In this society, almost every one lives in the Addition, lives in plastic houses, I believe. But that isn't the case for our heroine, Henrietta, or her much younger friend, Rose. She still lives with her family in an older house, though there is still pressure for them all to move to a safer house, a house that wouldn't be a 'danger'. And, Rose, well, she lives in a GREAT place. But that is a big, big secret. These two are friends with Gary, Ms. Span's son. And these three discover something mysteriously wonderful in Henrietta's attic. And it all begins with a discovery of a cat.
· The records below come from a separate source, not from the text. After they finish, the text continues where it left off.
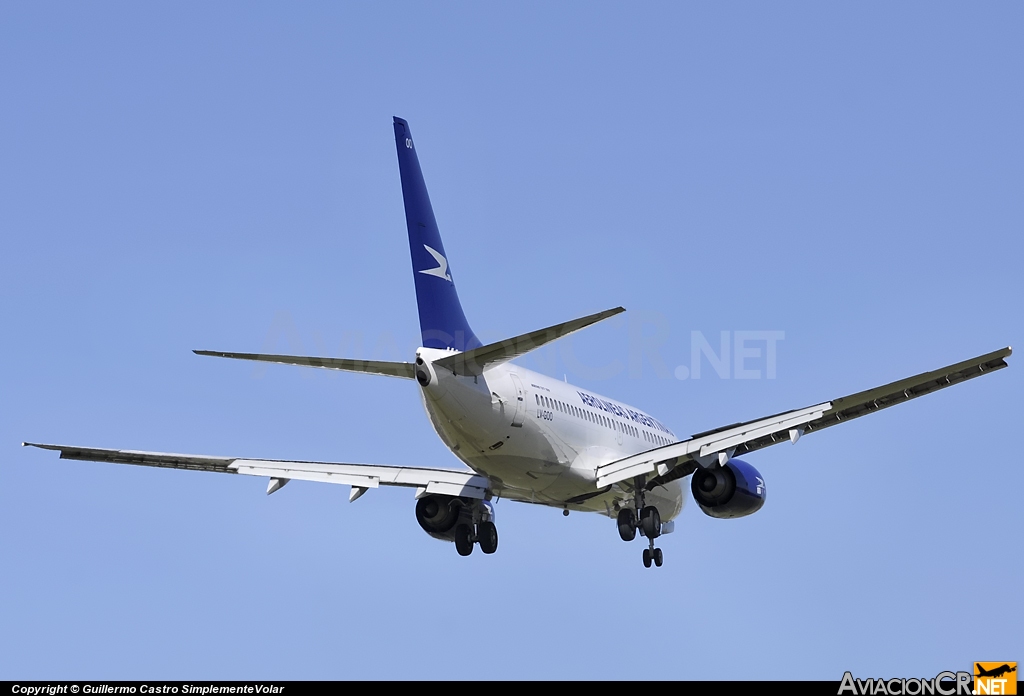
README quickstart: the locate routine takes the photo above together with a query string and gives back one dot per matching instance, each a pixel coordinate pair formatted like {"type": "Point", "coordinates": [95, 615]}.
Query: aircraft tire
{"type": "Point", "coordinates": [463, 539]}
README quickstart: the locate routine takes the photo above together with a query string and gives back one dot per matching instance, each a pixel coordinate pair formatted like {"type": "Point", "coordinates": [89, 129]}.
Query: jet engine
{"type": "Point", "coordinates": [438, 515]}
{"type": "Point", "coordinates": [735, 489]}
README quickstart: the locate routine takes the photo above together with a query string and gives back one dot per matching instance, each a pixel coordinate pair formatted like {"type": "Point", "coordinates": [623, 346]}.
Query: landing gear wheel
{"type": "Point", "coordinates": [463, 539]}
{"type": "Point", "coordinates": [650, 521]}
{"type": "Point", "coordinates": [486, 534]}
{"type": "Point", "coordinates": [627, 523]}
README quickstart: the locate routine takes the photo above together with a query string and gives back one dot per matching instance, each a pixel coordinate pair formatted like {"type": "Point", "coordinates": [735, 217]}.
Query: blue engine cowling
{"type": "Point", "coordinates": [736, 489]}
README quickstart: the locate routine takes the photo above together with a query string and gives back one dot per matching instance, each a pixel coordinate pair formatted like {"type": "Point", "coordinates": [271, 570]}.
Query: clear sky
{"type": "Point", "coordinates": [223, 176]}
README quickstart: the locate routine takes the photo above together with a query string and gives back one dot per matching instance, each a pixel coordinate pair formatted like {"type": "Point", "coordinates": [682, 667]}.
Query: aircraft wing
{"type": "Point", "coordinates": [359, 476]}
{"type": "Point", "coordinates": [681, 459]}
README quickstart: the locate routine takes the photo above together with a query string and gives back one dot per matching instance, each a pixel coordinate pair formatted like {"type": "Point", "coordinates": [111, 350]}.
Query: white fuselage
{"type": "Point", "coordinates": [541, 440]}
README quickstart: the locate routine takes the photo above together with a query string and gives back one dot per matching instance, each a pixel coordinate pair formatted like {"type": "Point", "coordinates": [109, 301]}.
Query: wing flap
{"type": "Point", "coordinates": [706, 447]}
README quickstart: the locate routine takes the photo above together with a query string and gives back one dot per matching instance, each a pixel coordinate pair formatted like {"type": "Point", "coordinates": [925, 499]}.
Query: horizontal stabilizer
{"type": "Point", "coordinates": [680, 459]}
{"type": "Point", "coordinates": [403, 370]}
{"type": "Point", "coordinates": [476, 360]}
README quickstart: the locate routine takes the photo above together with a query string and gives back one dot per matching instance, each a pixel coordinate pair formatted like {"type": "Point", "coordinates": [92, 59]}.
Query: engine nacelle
{"type": "Point", "coordinates": [736, 489]}
{"type": "Point", "coordinates": [438, 515]}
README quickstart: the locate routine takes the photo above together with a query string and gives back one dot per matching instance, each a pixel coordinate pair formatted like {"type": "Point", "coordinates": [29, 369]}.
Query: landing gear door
{"type": "Point", "coordinates": [520, 402]}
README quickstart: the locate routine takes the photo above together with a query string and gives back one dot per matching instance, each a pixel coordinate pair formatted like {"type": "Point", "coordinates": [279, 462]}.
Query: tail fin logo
{"type": "Point", "coordinates": [441, 270]}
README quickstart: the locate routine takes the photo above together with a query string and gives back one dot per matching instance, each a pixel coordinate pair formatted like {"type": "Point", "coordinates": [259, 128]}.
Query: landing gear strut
{"type": "Point", "coordinates": [479, 529]}
{"type": "Point", "coordinates": [649, 524]}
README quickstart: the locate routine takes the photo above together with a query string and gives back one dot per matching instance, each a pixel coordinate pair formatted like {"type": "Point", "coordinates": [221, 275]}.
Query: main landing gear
{"type": "Point", "coordinates": [649, 524]}
{"type": "Point", "coordinates": [486, 536]}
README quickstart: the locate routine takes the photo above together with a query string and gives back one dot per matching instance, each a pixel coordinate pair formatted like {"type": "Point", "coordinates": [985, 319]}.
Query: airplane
{"type": "Point", "coordinates": [527, 437]}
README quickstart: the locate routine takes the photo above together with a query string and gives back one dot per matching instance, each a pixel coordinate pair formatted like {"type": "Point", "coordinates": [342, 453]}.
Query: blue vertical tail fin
{"type": "Point", "coordinates": [442, 322]}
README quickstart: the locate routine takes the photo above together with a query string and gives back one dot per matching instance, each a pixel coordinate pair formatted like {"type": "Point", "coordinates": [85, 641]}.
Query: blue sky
{"type": "Point", "coordinates": [222, 176]}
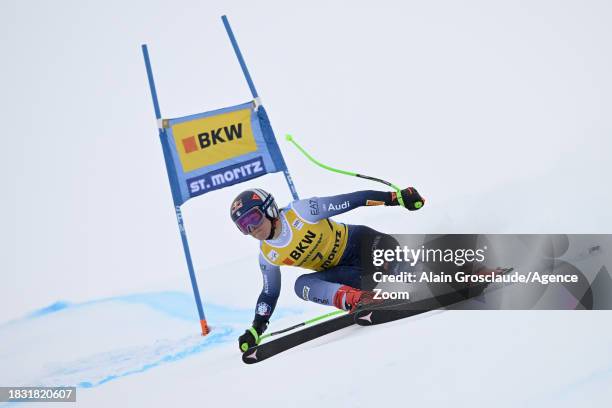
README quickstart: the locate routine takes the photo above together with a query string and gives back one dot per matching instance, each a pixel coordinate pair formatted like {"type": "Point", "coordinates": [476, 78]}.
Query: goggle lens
{"type": "Point", "coordinates": [249, 220]}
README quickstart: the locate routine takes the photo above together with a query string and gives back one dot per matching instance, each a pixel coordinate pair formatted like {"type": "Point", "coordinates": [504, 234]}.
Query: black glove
{"type": "Point", "coordinates": [412, 199]}
{"type": "Point", "coordinates": [250, 338]}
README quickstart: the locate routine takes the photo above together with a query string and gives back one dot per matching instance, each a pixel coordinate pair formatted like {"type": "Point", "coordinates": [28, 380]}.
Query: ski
{"type": "Point", "coordinates": [400, 309]}
{"type": "Point", "coordinates": [383, 313]}
{"type": "Point", "coordinates": [271, 348]}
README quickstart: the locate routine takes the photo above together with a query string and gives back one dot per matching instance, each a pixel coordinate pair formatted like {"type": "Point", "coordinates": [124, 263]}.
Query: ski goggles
{"type": "Point", "coordinates": [251, 219]}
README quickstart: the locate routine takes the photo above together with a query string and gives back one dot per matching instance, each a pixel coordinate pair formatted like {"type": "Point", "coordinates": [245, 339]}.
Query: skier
{"type": "Point", "coordinates": [302, 234]}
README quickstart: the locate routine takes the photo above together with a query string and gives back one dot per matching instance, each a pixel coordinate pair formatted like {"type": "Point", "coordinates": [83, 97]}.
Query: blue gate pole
{"type": "Point", "coordinates": [247, 76]}
{"type": "Point", "coordinates": [175, 197]}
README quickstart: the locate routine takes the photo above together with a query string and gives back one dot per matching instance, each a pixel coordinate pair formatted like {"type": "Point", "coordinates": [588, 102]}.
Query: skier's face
{"type": "Point", "coordinates": [262, 231]}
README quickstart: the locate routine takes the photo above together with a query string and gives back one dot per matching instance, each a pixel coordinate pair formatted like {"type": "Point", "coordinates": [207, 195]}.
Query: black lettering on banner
{"type": "Point", "coordinates": [303, 245]}
{"type": "Point", "coordinates": [215, 136]}
{"type": "Point", "coordinates": [234, 131]}
{"type": "Point", "coordinates": [204, 139]}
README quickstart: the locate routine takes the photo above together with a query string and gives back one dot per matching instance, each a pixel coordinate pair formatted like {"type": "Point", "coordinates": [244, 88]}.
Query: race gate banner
{"type": "Point", "coordinates": [216, 149]}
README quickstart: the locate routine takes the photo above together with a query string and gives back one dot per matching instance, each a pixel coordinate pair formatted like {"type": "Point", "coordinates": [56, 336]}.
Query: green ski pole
{"type": "Point", "coordinates": [290, 138]}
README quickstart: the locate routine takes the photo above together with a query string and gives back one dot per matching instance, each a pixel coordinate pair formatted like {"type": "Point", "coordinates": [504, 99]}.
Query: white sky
{"type": "Point", "coordinates": [498, 112]}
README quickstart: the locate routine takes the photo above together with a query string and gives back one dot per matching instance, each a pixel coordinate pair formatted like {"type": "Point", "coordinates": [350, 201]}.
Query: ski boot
{"type": "Point", "coordinates": [349, 298]}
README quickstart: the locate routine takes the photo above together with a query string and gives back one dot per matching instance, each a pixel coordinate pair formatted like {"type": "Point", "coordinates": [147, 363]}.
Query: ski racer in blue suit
{"type": "Point", "coordinates": [303, 234]}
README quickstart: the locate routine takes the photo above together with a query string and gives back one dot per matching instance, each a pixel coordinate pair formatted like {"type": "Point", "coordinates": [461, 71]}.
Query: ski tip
{"type": "Point", "coordinates": [250, 357]}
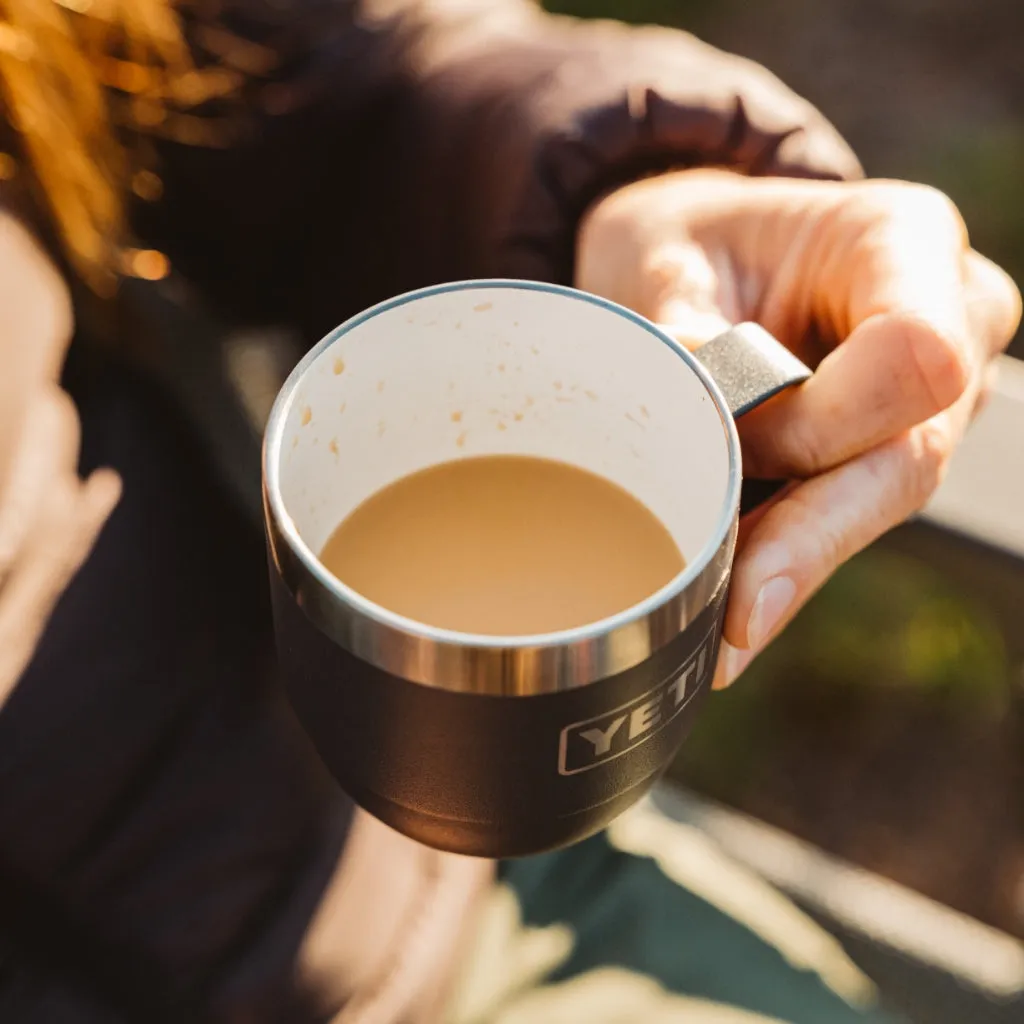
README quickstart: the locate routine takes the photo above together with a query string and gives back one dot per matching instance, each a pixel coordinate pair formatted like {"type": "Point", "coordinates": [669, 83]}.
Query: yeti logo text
{"type": "Point", "coordinates": [587, 744]}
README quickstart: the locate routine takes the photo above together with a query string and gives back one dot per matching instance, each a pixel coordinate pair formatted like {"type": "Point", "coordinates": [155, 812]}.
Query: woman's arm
{"type": "Point", "coordinates": [48, 516]}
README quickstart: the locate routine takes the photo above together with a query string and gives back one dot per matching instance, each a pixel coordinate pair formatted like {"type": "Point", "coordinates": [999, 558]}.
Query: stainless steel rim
{"type": "Point", "coordinates": [497, 665]}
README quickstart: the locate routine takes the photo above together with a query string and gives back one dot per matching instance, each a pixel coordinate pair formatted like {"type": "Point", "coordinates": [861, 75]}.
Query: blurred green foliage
{"type": "Point", "coordinates": [886, 627]}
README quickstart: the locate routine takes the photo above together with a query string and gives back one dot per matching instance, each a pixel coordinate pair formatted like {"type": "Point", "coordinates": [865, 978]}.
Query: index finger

I enjoyed this one. I'm not sure I loved it exactly. It was a little too weird. (Like Coraline was a little too weird for me to love.) But I certainly enjoyed it; I'm glad I read it. I think this novel had a great blend to it. I definitely found it interesting. And the chapter on the test is a great example of that. (I also loved the relationship between Henrietta and her grandfather, and how he becomes involved in this mystery.)